The phylogeny of the samples was studied by the construction of a reduced median network (fig. 2A). In the network analysis 479 samples were included (see Appendix S1), including the 31 Finnish sequences taken from Finnilä, Lehtonen, and Majamaa (2001), while 115 Eastern Slav mtDNAs, which were analyzed hierarchically (see Appendix S2), have not been included. The reduced median network (Bandelt et al. 1995; rho set at 2) was constructed with the Network program (Fluxus Technology Ltd., Clare, Suffolk, UK, followed by a median joining algorithm (Bandelt, Forster, and Röhl 1999; epsilon set at 0), as explained at the Fluxus-Engineering Web site.

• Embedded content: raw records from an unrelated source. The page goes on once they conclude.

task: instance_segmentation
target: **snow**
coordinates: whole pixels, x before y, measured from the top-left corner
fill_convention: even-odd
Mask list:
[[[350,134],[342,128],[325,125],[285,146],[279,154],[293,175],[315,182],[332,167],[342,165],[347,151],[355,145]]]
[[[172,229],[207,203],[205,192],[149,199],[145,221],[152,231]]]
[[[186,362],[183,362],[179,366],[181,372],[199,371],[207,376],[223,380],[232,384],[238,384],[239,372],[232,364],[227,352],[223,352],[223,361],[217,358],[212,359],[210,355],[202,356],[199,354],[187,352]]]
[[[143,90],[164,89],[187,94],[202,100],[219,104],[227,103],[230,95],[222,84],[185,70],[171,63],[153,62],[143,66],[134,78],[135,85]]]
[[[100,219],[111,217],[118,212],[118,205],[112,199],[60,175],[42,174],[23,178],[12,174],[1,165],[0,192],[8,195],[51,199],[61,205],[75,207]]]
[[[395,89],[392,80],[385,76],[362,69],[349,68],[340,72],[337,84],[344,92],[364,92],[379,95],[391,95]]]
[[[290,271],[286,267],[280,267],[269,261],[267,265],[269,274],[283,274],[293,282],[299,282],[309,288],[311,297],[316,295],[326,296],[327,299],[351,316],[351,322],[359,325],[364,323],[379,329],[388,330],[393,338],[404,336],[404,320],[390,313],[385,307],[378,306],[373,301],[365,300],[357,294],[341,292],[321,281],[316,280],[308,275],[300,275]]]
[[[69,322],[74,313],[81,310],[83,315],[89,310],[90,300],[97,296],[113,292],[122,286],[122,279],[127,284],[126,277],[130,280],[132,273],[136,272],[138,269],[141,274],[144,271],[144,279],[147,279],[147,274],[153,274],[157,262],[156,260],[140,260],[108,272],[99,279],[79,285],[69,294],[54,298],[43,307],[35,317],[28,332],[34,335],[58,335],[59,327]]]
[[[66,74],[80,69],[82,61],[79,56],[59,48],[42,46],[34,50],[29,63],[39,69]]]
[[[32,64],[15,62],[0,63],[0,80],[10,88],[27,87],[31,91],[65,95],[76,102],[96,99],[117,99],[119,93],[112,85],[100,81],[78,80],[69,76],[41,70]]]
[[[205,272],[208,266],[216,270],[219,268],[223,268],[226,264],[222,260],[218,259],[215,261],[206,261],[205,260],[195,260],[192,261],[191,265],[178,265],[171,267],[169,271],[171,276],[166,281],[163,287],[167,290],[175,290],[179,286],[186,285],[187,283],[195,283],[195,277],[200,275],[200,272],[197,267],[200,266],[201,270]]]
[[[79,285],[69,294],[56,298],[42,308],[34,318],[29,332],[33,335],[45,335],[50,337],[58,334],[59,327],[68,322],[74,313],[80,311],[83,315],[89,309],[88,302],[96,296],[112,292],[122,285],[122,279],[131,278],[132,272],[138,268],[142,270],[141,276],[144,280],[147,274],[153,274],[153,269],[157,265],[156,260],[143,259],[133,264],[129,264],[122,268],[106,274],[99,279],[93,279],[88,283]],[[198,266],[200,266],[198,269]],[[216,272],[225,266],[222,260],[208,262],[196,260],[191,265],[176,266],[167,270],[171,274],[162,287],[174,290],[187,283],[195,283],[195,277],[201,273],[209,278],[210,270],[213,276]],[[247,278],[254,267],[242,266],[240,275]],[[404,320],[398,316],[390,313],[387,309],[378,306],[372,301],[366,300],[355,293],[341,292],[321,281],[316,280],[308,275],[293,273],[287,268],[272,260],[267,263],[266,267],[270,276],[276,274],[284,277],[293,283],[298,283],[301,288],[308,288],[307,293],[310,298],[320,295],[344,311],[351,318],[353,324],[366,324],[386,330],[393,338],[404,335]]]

Nucleotide positions were divided into three classes of transition rates—fast (16093, 16129, 16189, 16304, 16311, and 16362), intermediate (16172, 16209, 16278, 16293), and slow (the remainder of the positions between 16024 and 16383)—and assigned class weights 1, 2, and 4, respectively. Transversions and coding region mutations were weighted 8.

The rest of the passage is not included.